AWS Athena allows SQL querying to be performed on AWS S3 buckets. To gain access to
this, the correct permission level needs to be enabled.
noctua uploads the data into AWS S3, then
registers the table in AWS Athena. When appending data to
an existing AWS Athena table, noctua adds the
data in the specified AWS S3 partition and then repairs the
AWS Athena table.
noctua uses the parameter: s3.location from
the function dbWriteTable for the AWS S3
location. If s3.location isn’t specified then the location
is taken from the initial connection (dbConnect).
noctua aligns the s3.location to the
following AWS S3 structure:
{s3.location}/{schema}/{table_name}/{partition}/{file}
(remember that s3.location has to be in s3
uri format: “s3://bucket-name/key-name”). This is to allow tables
with same name to be uploaded to different schemas.

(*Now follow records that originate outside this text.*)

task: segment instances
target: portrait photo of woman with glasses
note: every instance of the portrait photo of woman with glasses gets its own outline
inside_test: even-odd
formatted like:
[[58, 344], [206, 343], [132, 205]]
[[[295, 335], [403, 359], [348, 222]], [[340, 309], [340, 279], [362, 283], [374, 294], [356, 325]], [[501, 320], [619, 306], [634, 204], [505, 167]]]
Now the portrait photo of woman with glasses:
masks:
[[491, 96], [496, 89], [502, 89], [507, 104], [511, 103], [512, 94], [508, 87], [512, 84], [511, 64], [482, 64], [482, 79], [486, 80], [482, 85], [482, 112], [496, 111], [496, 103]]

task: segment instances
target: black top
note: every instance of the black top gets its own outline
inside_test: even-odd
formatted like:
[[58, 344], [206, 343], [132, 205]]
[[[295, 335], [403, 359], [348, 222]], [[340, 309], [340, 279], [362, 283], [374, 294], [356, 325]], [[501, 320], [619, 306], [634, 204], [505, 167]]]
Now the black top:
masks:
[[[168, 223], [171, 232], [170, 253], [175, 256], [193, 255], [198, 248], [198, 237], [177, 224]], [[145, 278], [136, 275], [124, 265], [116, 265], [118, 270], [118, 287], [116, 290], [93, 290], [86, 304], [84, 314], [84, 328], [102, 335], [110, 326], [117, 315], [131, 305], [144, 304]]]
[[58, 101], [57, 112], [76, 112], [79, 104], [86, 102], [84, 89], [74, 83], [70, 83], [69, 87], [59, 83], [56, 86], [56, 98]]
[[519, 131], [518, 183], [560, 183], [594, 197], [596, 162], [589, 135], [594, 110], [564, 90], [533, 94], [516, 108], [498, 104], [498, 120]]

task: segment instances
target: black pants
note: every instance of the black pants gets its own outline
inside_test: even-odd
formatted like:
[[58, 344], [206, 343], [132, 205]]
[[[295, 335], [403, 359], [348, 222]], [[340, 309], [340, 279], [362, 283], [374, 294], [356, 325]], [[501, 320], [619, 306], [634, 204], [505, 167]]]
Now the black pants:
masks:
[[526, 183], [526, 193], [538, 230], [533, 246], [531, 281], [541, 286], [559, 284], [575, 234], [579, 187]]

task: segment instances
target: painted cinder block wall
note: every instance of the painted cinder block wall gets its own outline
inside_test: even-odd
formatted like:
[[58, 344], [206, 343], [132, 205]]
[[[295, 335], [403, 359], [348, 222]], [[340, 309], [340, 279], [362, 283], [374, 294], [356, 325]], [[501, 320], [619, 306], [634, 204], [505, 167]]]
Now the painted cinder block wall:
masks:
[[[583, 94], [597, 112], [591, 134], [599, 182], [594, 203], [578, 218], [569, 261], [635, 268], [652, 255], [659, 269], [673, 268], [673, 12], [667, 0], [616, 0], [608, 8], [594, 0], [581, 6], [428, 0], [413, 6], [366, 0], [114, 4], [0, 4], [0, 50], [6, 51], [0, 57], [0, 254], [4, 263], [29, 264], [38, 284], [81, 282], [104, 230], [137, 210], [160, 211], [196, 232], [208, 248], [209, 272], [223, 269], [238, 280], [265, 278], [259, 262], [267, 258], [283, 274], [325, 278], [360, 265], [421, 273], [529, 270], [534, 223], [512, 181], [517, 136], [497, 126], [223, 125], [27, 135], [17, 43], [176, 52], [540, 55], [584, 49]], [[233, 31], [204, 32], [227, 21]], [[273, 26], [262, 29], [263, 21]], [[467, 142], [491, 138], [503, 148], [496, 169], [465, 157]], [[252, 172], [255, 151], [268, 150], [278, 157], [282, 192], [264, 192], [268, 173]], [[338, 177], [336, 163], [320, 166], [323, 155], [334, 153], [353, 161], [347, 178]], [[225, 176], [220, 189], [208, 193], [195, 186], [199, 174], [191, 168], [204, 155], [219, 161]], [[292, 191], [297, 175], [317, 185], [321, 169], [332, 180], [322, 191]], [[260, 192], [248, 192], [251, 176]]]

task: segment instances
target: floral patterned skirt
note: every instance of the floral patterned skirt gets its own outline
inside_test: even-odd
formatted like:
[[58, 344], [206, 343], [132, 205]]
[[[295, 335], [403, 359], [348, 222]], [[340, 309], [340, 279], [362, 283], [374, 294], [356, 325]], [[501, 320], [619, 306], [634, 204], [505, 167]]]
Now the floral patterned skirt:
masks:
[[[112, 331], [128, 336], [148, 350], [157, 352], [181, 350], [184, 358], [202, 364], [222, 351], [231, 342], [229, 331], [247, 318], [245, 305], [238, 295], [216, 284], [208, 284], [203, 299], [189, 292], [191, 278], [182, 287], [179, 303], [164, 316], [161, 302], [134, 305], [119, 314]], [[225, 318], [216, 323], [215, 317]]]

NOTE: noctua won’t duplicate the table
name or schema if they have been provided in s3.location.
For example:
dbWriteTable(con, "myschema.table", table,
s3.location = "s3://mybucket/myschema/table",
partition = c("year" = "2020"))
# AWS S3 location
"s3://mybucket/myschema/table/year=2020/table.tsv"Currently noctua supports the following file types
[".tsv", ".csv", ".parquet"]. For parquet
files, the package arrow
is used. This package will have to be installed, before data can be sent
to AWS S3 in parquet format.
noctua also supports compression when uploading data to
AWS S3. For delimited files (".tsv" and
".csv"), gunzip compression is
used. When using gunzip compression, noctua will split the
zipped file into a maximum of 20 equal parts. This is to speed up how
AWS Athena queries gunzip compressed files (Default
Compression Method for Flat Files). Snappy
compression is used for compressing parquet files.